Objectives of the LEADERS FREE II trial were to reproduce and generalize the findings from the LEADERS FREE trial in a single-arm design.

As Cardiology Today’s Intervention previously reported, the LEADERS FREE trial found that the polymer-free drug-coated stent maintained better safety and efficacy compared with bare-metal stents at 2 years in patients at high risk for bleeding.

For the LEADERS FREE II study, a unique cohort of 1,148 patients with high bleeding risk was enrolled and compared in a propensity-matched analysis to the bare-metal controls arm (n = 1,189) from the LEADERS FREE trial. The primary safety and efficacy endpoints were the same as the original trial, which was a composite of cardiac death and MI at 1 year and clinically driven target lesion revascularization at 1 year, respectively.

Patients enrolled in the trial had a mean high bleeding risk criteria of 1.74 per patient.

The primary safety endpoint occurred in 12.3% of patients assigned the BMS vs. 8.6% assigned the drug-coated stent (risk difference = 3.7%; 95% CI, 6.6 to 1.4; HR = 0.67; 95% CI, 0.51-0.88; P for noninferiority < .0001; P for superiority = .0025).

Both components of the primary safety endpoint were statistically significant in favor of the drug-coated stent, Krucoff said at the press conference.

There was no significant difference in the secondary safety endpoints of all-cause death (P = .21), definite and probable stent thrombosis (P = .63), acute and subacute stent thrombosis (P = .87) and late stent thrombosis (P = .75).

“There was no sign of any safety concern for the DCS platform with 30 days of DAPT,” Krucoff said.

The primary efficacy endpoint occurred in 9.3% of patients assigned BMS in the control group and 6.1% in patients assigned drug-coated stents (difference = 3.2%; 95% CI, -5.5 to 0.7; HR = 0.63; 95% CI, 0.45-0.87; P for superiority = .0111).  

The secondary efficacy endpoints of urgent target lesion revascularization (P = .022), target vessel revascularization (P = .006) and any revascularization (P = .014) were all consistent with the primary effectiveness endpoint findings, Krucoff said.

During 12 months of follow-up, bleeding risk of varying levels were similar in both groups.

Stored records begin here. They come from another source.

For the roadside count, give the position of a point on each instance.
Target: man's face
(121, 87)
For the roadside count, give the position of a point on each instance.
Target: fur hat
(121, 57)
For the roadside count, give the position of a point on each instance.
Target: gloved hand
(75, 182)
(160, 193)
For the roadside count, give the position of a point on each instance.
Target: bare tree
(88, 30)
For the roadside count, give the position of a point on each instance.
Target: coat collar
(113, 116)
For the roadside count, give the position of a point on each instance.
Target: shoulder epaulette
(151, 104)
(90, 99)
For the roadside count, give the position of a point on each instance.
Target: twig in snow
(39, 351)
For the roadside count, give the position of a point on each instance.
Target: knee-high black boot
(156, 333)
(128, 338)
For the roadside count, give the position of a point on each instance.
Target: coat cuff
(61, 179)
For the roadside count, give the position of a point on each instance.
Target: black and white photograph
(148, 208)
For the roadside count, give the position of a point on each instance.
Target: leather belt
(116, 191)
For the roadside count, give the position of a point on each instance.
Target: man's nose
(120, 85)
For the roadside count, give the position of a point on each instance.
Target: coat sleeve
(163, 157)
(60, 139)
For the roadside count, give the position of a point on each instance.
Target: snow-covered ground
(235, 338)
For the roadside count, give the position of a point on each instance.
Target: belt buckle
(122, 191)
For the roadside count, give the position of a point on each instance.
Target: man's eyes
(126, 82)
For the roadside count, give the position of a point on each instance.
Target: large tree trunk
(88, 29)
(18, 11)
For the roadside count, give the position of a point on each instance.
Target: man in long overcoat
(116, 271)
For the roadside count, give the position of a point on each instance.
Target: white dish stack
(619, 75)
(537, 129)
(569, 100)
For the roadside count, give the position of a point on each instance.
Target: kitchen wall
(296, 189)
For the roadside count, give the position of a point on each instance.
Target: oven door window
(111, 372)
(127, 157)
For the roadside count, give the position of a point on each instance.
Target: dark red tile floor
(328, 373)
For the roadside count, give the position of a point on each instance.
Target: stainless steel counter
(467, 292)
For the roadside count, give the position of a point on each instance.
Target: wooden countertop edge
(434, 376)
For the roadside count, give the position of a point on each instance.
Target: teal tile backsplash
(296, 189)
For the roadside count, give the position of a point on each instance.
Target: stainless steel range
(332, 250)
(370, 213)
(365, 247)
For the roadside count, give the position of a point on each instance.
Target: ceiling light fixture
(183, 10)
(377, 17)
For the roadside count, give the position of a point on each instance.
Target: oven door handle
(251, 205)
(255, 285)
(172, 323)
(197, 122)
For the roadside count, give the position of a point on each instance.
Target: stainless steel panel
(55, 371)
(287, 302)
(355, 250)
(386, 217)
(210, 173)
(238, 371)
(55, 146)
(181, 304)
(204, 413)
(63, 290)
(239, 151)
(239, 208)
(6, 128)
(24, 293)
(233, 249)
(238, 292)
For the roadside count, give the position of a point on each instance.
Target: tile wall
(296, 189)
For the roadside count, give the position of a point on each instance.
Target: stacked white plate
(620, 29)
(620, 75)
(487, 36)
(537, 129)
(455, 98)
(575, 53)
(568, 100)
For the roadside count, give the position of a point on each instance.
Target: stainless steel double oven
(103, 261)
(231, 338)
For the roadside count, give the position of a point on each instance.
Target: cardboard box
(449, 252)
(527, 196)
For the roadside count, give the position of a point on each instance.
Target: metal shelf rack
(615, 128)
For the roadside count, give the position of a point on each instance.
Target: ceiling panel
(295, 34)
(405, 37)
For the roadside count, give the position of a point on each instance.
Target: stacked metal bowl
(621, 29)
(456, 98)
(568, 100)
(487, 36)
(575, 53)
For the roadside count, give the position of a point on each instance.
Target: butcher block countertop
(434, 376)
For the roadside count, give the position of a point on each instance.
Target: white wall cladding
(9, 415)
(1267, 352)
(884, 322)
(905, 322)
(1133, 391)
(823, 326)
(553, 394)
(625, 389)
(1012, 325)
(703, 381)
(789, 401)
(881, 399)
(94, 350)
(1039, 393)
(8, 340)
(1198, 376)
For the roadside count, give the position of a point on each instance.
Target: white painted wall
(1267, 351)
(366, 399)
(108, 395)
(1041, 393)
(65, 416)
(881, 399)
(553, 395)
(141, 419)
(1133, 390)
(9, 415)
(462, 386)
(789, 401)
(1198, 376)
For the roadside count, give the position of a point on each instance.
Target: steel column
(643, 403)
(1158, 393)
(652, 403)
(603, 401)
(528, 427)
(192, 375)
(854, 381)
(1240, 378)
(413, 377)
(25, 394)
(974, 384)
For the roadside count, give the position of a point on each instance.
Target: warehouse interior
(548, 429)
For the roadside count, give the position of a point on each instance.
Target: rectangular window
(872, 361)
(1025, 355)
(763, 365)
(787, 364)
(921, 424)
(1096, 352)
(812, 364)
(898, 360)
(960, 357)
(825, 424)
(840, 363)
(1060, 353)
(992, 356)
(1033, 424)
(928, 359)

“This identified a high bleeding risk group just like in LEADERS FREE,” Krucoff said. “By enrolling more than half of the patients in North America, this supports the generalizability of the findings of both studies in patients on both sides of the Atlantic,” Krucoff said. – by Darlene Dobkowski

Reference:

Krucoff MW, et al. Late-Breaking Clinical Trials 1. Presented at: TCT Scientific Symposium; Sept. 21-25, 2018; San Diego.

Disclosures: The study was funded by Biosensors International. Krucoff reports he received grant/research support and consultant fees/honoraria from Abbott Vascular, Biosensors, Boston Scientific, CSI, Medtronic, OrbusNeich and Terumo.